マイナンバーシンポを力に延期、廃止を求める運動を進めようとあいさつする全商連の菊池副会長
全商連の菊池大輔副会長が開会あいさつ。「マイナンバー制度の導入により、事業主とマイナンバーを管理する従業員にかかる責任は非常に大きくなる」と実態告発し、「番号通知まであと2カ月に迫っている。問題点をつかみどう行動するかを学んで運動の力にしよう」と呼び掛けました。
「ナンバー制の基本的な捉え方」と題し、立正大学客員教授の浦野広明税理士が講演。マイナンバーの目的を「複数に存在する個人の情報を“ひとまとめ”にすること」と指摘し、「国家が国民を“番号”で認識することで確実に個人の尊重が損なわれ、憲法13条に違反する」と強調しました。さらに、マイナンバーで資産など個人情報を管理し、「一方的な課税・徴収強化」をすることは「“法律の定めるところにより”納税の義務を負う(マイナンバー法は課税手続きについて定めたものではない)とする憲法30条や、何人も、法律に定められた手続きによらなければ生命、自由を奪われないと定めた憲法31条にも違反する」と述べました。
日本弁護士連合会(日弁連)情報問題対策委員会委員長の坂本団弁護士は「マイナンバー制の法的問題点」と題し報告。マイナンバー制度は(1)規制内容の周知が遅れており、今後の徹底も非現実的(2)警察と税務署は規制の例外(3)日本年金機構が125万件の情報漏えいを起こしたように事故は防げない(4)番号に相違ない旨の申立書で本人確認は可能としており、なりすましが防げない―の4点から「プライバシー侵害」につながると警告しました。
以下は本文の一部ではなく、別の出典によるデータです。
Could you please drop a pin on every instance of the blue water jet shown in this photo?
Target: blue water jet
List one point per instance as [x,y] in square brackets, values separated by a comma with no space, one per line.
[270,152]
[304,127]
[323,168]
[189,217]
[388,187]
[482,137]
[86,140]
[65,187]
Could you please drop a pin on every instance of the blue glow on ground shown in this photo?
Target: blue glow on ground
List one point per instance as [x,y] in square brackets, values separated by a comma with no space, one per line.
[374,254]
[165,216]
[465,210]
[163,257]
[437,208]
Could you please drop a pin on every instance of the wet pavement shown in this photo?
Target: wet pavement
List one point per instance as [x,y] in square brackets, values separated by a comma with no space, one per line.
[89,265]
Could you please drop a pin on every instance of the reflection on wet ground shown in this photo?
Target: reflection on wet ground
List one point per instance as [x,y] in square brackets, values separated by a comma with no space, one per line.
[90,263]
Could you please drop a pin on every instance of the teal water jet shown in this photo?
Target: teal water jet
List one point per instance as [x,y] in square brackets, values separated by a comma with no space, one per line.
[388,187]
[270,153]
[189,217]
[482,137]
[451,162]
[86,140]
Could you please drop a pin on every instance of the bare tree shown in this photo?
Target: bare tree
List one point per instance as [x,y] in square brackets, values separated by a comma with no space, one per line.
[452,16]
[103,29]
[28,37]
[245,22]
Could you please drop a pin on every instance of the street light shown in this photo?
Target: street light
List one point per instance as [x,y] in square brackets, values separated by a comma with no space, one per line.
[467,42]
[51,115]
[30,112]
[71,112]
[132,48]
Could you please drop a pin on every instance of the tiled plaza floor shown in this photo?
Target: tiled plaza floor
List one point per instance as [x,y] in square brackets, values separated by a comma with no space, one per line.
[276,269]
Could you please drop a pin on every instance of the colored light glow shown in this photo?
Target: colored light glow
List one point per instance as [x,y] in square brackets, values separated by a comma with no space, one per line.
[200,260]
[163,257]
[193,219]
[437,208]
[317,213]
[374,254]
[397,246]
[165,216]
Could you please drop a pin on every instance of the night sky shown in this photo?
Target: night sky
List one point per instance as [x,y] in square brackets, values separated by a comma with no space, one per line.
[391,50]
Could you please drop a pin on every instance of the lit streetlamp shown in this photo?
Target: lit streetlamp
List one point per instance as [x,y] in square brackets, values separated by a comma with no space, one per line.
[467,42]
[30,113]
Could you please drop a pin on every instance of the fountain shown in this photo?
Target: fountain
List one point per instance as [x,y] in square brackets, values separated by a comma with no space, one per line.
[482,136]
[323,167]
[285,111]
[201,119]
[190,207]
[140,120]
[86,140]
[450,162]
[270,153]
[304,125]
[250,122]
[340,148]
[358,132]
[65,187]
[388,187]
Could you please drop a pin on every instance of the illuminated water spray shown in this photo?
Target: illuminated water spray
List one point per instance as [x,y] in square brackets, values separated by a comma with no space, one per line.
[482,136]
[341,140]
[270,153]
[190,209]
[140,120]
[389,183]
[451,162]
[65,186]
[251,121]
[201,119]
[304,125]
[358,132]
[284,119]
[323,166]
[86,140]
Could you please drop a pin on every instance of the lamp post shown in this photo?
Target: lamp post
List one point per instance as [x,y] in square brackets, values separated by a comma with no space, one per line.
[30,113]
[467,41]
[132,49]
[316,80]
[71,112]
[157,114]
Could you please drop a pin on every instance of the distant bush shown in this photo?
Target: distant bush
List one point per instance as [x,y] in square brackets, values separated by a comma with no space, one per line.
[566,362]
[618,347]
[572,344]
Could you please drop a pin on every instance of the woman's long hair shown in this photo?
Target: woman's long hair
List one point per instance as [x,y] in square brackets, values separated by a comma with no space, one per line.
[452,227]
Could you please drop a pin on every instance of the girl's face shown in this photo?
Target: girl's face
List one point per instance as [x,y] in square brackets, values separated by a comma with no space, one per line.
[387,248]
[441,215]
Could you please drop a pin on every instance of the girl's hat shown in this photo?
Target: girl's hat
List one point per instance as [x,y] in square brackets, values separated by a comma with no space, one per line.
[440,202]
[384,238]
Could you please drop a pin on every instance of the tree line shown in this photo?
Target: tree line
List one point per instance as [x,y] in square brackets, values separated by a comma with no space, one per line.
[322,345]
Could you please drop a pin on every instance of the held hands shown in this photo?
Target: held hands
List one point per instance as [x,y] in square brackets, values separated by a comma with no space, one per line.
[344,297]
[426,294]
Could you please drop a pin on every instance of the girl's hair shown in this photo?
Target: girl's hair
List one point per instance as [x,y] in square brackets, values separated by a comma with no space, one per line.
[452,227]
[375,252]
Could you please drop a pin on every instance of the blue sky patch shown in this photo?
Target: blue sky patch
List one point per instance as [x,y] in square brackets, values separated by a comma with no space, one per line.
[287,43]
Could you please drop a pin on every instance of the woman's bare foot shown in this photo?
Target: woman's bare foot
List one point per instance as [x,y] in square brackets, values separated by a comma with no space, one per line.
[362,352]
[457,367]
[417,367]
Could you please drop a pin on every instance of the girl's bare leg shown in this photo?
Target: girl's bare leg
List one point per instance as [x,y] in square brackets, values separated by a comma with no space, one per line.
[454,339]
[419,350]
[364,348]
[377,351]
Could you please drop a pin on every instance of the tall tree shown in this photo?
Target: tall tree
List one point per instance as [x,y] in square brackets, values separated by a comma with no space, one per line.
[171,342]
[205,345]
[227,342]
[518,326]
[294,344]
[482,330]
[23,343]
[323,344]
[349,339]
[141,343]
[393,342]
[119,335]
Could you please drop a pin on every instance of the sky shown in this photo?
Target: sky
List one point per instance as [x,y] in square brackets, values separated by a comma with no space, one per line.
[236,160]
また、政府が導入のメリットに行政効率化を掲げていることに対し、「国税職員が調査・徴収業務に集中すれば2400億円の税収増(職員1人あたり1・3億円)が見込めるというお粗末なもの。メリットなどない」と批判。「利用範囲を拡大すればプライバシー侵害と不正利用の危険性はさらに高まり、安全な制度実施は不可能」と語りました。
税経新人会の奥津年弘税理士は、個人事業者の対応について「お金をかけないで、できることをやる」と解説。政府が求める「安全管理措置」の対応について、自身が策定した取扱規定などの例文を示しながら「従業員の個人情報の流出があったときに事業所の責任を問われないためにも、番号取り扱い記録をしっかりと付けておくことが必要」と語りました。
全商連の遠藤強常任理事は「マイナンバーに悩む中小業者の相談に乗りながら、制度実施を延期させ、中止に追い込む運動を強めよう」と閉会あいさつしました。